Then, thinking about pharmacologic things, often people will have tried nonsteroidal anti-inflammatory drugs (NSAIDs) or acetaminophen (Tylenol). Really try to avoid any opiates for this, but there are some nontypical analgesics that have been tried as well. We did a study of duloxetine, which is an antidepressant medication that actually is FDA-approved for a number of pain conditions. Now I will say that treatment of aromatase inhibitor arthralgia is not one of the FDA indications, but we do have a phase 3 study, and it showed that in women who were able to tolerate the medicine, most of them got a benefit in terms of reduction in pain, and they felt a lot better and wanted to continue taking the medication. Some women did have side effects from it. You know pretty quickly, though, if you're going to have side effects, usually within a week or so. And also, you know pretty quickly if it's going to work; most people who got a benefit saw a benefit within 2 weeks. So you're not having to wait the 4-8 weeks that you sometimes have to wait for antidepressant benefit from these medications in order to know if it's going to help for pain.

Schapira: One of the common responses from clinicians when a patient describes having musculoskeletal symptoms or any other symptoms is to rotate the aromatase inhibitor. There are three commonly used FDA-approved drugs, and so the idea is perhaps you give a break and you rotate. Can you talk a little bit about why you think that there might be a benefit? Do you think it's physical or placebo, and whether or not you use it in your practice?
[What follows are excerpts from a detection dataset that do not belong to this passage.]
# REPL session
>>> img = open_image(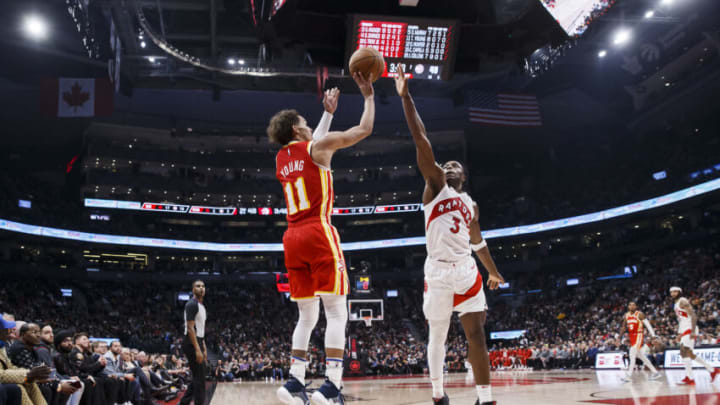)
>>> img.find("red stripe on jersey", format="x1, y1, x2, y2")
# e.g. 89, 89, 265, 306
453, 272, 482, 307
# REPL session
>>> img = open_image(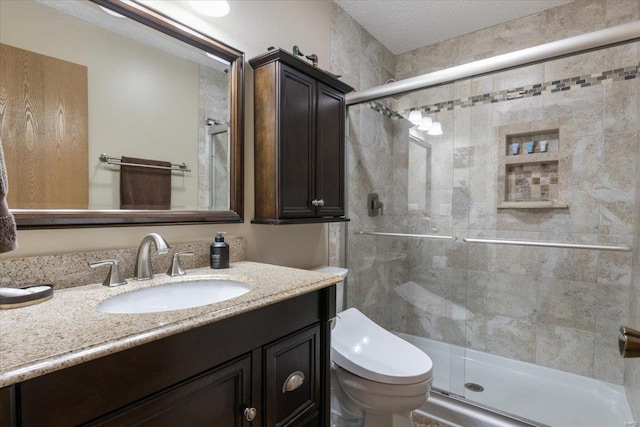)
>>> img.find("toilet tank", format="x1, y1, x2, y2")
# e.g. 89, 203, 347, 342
311, 265, 349, 313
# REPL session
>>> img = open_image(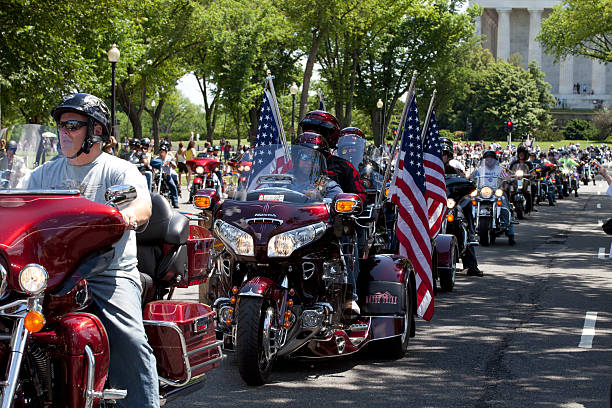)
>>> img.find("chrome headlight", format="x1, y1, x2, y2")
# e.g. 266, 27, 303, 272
214, 220, 255, 256
268, 222, 326, 258
19, 264, 49, 295
480, 186, 493, 198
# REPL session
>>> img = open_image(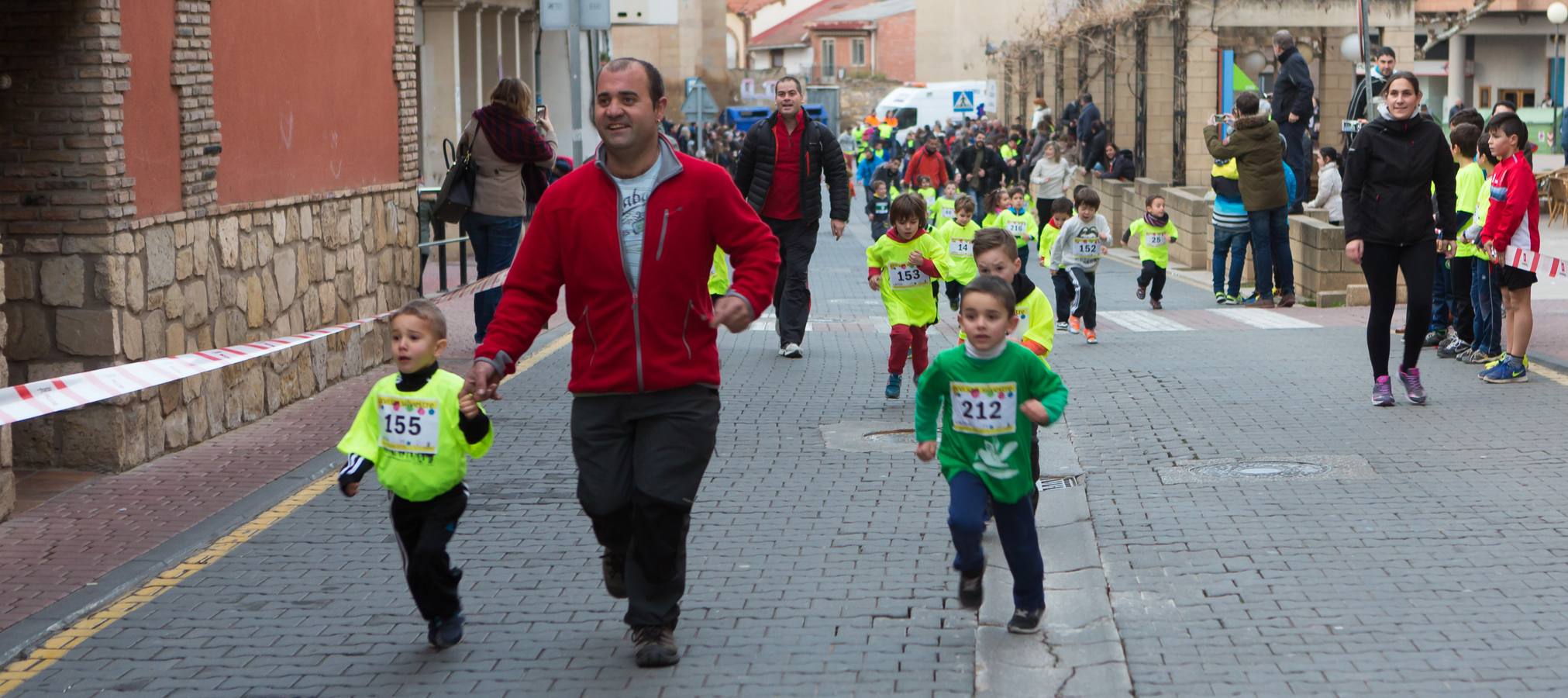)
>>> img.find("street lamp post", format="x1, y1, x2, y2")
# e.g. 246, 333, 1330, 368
1546, 3, 1568, 152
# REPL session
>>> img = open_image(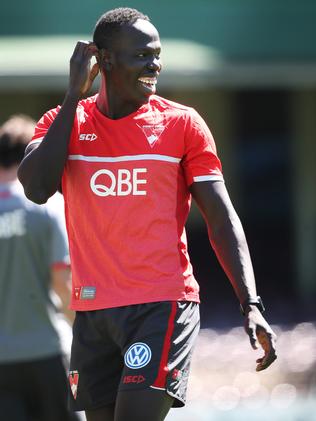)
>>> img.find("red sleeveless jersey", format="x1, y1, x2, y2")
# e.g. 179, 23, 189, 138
33, 95, 223, 311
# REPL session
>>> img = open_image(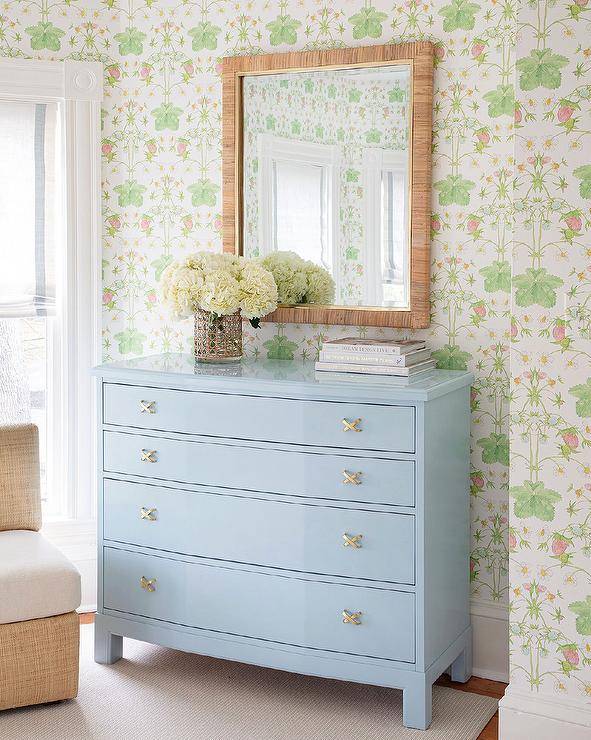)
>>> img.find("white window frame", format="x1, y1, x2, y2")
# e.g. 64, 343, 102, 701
257, 134, 342, 300
362, 147, 410, 310
0, 58, 103, 532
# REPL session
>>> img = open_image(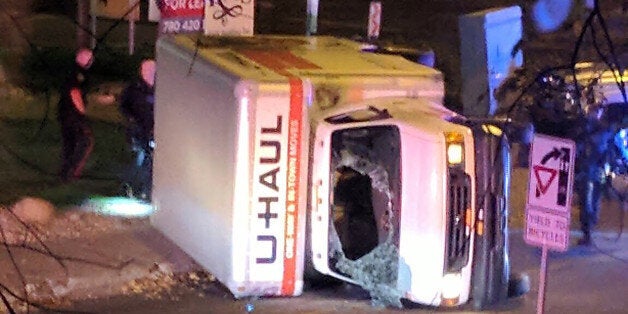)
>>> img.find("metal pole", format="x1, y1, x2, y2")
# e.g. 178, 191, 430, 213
305, 0, 318, 36
90, 10, 98, 49
129, 18, 135, 56
536, 245, 547, 314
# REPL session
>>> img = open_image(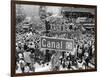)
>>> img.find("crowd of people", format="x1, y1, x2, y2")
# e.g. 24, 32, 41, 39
16, 10, 95, 73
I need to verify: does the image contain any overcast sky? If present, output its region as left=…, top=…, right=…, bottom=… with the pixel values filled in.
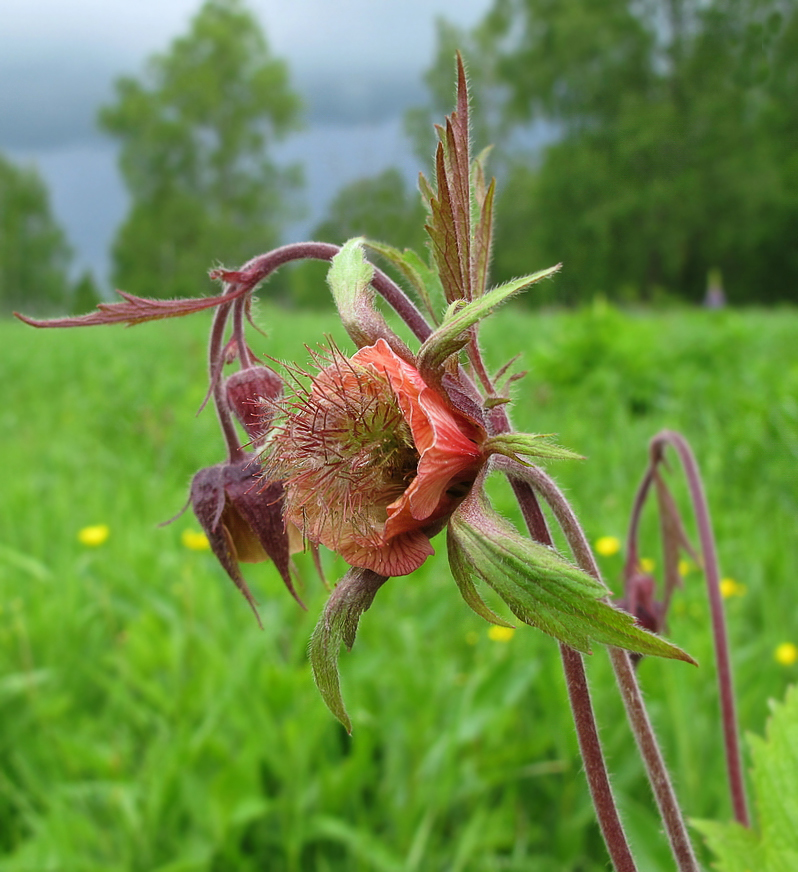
left=0, top=0, right=492, bottom=279
left=0, top=0, right=490, bottom=71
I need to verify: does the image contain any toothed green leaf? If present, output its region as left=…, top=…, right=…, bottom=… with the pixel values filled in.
left=448, top=493, right=694, bottom=662
left=483, top=433, right=585, bottom=465
left=308, top=568, right=388, bottom=733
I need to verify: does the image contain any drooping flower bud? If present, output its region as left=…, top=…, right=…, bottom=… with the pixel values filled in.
left=190, top=455, right=304, bottom=623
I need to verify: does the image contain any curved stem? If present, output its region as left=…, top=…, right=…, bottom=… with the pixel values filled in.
left=495, top=457, right=699, bottom=872
left=230, top=242, right=432, bottom=342
left=651, top=430, right=751, bottom=827
left=208, top=292, right=244, bottom=463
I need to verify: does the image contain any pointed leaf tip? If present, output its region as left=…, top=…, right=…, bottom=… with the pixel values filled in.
left=448, top=489, right=695, bottom=663
left=308, top=567, right=388, bottom=733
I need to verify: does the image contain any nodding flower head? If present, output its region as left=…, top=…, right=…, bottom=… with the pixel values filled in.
left=264, top=339, right=485, bottom=576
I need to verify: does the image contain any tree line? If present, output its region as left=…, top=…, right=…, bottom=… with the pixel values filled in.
left=0, top=0, right=798, bottom=311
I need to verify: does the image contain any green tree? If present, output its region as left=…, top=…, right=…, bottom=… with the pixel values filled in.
left=416, top=0, right=798, bottom=300
left=0, top=155, right=72, bottom=314
left=100, top=0, right=300, bottom=296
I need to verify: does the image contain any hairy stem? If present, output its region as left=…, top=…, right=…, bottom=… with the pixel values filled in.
left=651, top=430, right=751, bottom=827
left=495, top=457, right=699, bottom=872
left=208, top=292, right=244, bottom=463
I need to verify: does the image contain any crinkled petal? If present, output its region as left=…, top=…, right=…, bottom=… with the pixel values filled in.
left=338, top=529, right=435, bottom=576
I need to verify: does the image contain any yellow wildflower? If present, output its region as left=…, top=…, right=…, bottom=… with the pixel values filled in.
left=488, top=624, right=515, bottom=642
left=596, top=536, right=621, bottom=557
left=773, top=642, right=798, bottom=666
left=720, top=578, right=748, bottom=599
left=78, top=524, right=111, bottom=548
left=180, top=530, right=211, bottom=551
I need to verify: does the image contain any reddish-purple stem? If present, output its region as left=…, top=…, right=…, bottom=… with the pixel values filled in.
left=494, top=457, right=699, bottom=872
left=651, top=430, right=751, bottom=827
left=472, top=374, right=637, bottom=872
left=208, top=242, right=432, bottom=461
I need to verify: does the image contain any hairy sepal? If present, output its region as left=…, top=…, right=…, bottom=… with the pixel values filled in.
left=308, top=567, right=388, bottom=733
left=483, top=433, right=585, bottom=466
left=417, top=264, right=560, bottom=384
left=448, top=492, right=695, bottom=663
left=327, top=237, right=412, bottom=360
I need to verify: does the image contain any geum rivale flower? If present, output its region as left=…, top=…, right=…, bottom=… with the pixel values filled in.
left=265, top=339, right=486, bottom=577
left=261, top=258, right=689, bottom=729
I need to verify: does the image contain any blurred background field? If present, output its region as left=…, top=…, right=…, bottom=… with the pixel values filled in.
left=0, top=302, right=798, bottom=872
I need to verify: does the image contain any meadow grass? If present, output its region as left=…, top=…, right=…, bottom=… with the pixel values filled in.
left=0, top=304, right=798, bottom=872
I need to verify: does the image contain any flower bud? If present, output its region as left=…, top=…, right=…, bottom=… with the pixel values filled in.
left=225, top=366, right=283, bottom=442
left=190, top=455, right=304, bottom=623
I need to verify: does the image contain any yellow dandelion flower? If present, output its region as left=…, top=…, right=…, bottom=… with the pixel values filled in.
left=720, top=578, right=748, bottom=599
left=488, top=624, right=515, bottom=642
left=180, top=530, right=211, bottom=551
left=78, top=524, right=111, bottom=548
left=596, top=536, right=621, bottom=557
left=773, top=642, right=798, bottom=666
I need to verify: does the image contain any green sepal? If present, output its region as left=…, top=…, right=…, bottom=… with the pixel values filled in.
left=327, top=237, right=410, bottom=359
left=447, top=489, right=695, bottom=663
left=418, top=264, right=560, bottom=381
left=482, top=433, right=585, bottom=466
left=308, top=567, right=388, bottom=733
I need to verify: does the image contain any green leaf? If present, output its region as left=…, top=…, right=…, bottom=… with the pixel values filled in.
left=483, top=433, right=585, bottom=466
left=418, top=264, right=560, bottom=383
left=691, top=685, right=798, bottom=872
left=447, top=492, right=694, bottom=663
left=308, top=567, right=388, bottom=733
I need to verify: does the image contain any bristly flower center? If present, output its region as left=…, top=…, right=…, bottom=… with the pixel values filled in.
left=264, top=349, right=419, bottom=544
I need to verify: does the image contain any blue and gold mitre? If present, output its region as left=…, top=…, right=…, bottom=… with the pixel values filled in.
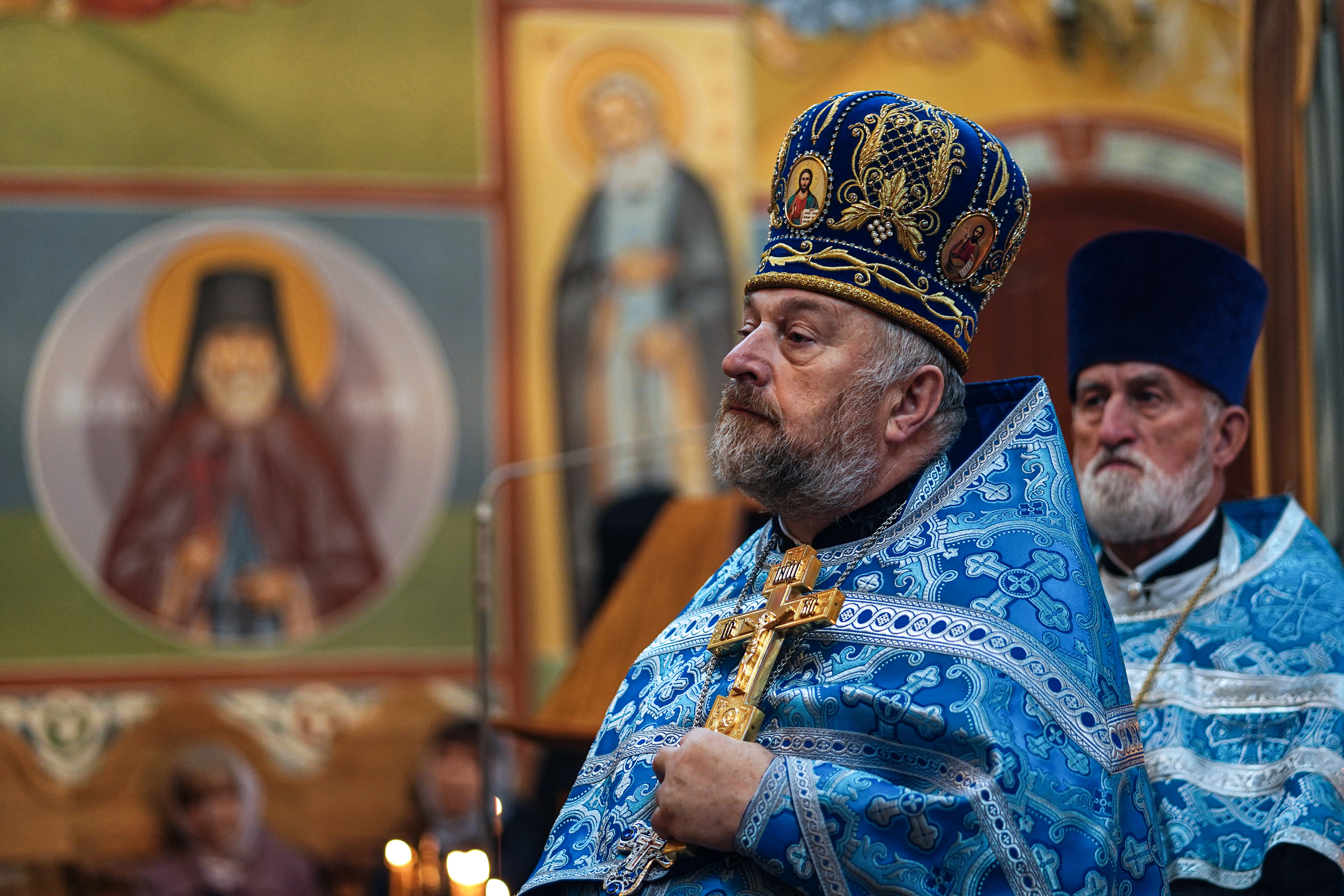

Henry: Switching from one to another is definitely something that I employ in my practice. We actually did a study looking at it specifically. Half the women were on one drug called exemestane; the other half were on letrozole. If they didn't tolerate the drug, for some reason, we switched them to the other one. And about half of them were able to keep taking it. The other half did develop side effects, but not always the same side effect that they stopped the first drug for.

So, why are we able to do this? It is a little puzzling; all of the drugs have the same side-effect profile. When you look in the manuscripts, all the drugs have the similar mechanism of action, but I don't think it's a placebo response. I mean, I think part of it is that women may end up just metabolizing drugs slightly differently, and maybe part of it is an off-target effect. It's not the estrogen deprivation per se, but something else is causing some of these side effects. And so I definitely employ that.

Usually what I do is I have someone stop the medicine for the first aromatase inhibitor medicine for about 2-3 weeks and really make sure that she's starting to have an improvement so that when we start on the next one, she's not starting from a point where she has a lot of pain and we're trying to help her tolerate it. She's starting from a better place and we're able to see, is she tolerating the second one better? So we definitely do that. And both our study and another study from a French group demonstrated that this is an effective treatment approach in a standardized clinical trial.

Schapira: I know your research interest is in collecting data from patients when they are taking these medications. Can you talk a little bit about innovative approaches to having more information, and more accurate and perhaps more frequent time points for patients who are taking these medications chronically?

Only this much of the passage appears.